Metric — made up of Emily Haines (vocals, keyboard), James Shaw (guitar), Josh Winstead (bass), and Joules Scott-Key (drums) — is a Canadian-based band hailing from Toronto, Ontario. I only mention this because Canada doesn’t get much respect in the United States, but the music world must recognize the U.S.’s northern neighbor for exporting some really good indie bands like Metric, in addition to Broken Social Scene — toward which Haines and Shaw also contribute — and The New Pornographers.
Lumping Metric in the indie rock category doesn’t do the band justice. There is so much variety in Metric’s sound that one genre couldn’t possibly describe the album, let alone just one song. The opening track “Empty” starts as a slow ballad, but suddenly flips into a fast second act with plenty of drums and plenty of repetitions of “Shake your head, it’s empty,” but straightens back to the ballad tempo near the end.
The band’s strength is its confidence. Lots of bands become showy in their music, but Metric embraces simplicity. With the slight electronica “Too Little Too Late” the band keeps the song flowing with mainly vocals and a plain guitar melody. The melody in “Poster Of A Girl” is simple too, again relying on Haines’ voice and Shaw’s guitar. Another example of the band’s confidence is the song’s switch past the halfway mark to French lyrics.
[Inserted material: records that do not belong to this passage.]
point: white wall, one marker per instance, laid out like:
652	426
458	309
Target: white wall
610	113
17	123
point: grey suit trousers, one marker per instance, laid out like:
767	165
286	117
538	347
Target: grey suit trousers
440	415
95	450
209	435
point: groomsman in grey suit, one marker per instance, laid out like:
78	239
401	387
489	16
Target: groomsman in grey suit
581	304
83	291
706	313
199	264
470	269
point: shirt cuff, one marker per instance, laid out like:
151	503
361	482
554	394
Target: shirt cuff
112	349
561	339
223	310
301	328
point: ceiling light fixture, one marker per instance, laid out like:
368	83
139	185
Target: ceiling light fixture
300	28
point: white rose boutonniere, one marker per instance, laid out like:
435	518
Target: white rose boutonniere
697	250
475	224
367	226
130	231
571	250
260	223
I doubt many people understand the words, but the melody remains consistent.
There are some noticeable influences on the band’s sound. “Handshakes” screams (in more ways than one) The White Stripes while the punkish “Monster Hospital” could be mistaken for The Clash’s “I Fought The Law.” Metric manages to blend so many genres very well that a party dance song like “Police And The Private” or a retro ballad like “Ending Start” doesn’t seem so out of place.
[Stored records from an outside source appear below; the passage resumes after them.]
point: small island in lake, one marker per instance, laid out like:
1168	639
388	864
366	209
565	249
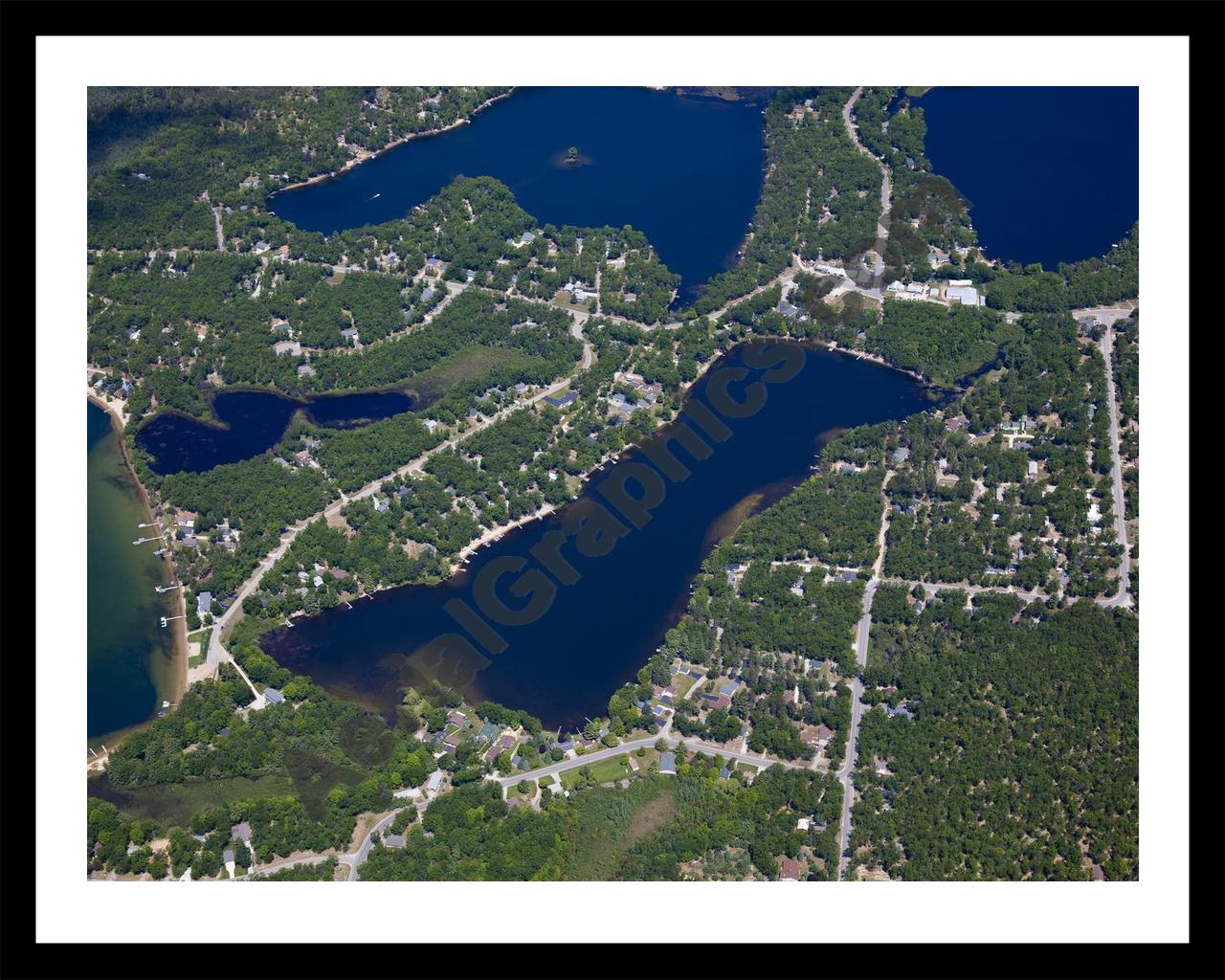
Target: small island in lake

Haines has a wonderful voice and she is a big reason why the album is so successful at creating a sound so recognizable, yet not recognizable at the same time. There’s a feeling that each song wanders around town lost, pretending to not know what building to walk into. Could it be that Metric has no idea what direction it wishes to take and just rides a wave until it dies? No. I think it’s more like Metric intentionally stranded themselves in a jungle knowing that they would find their way home.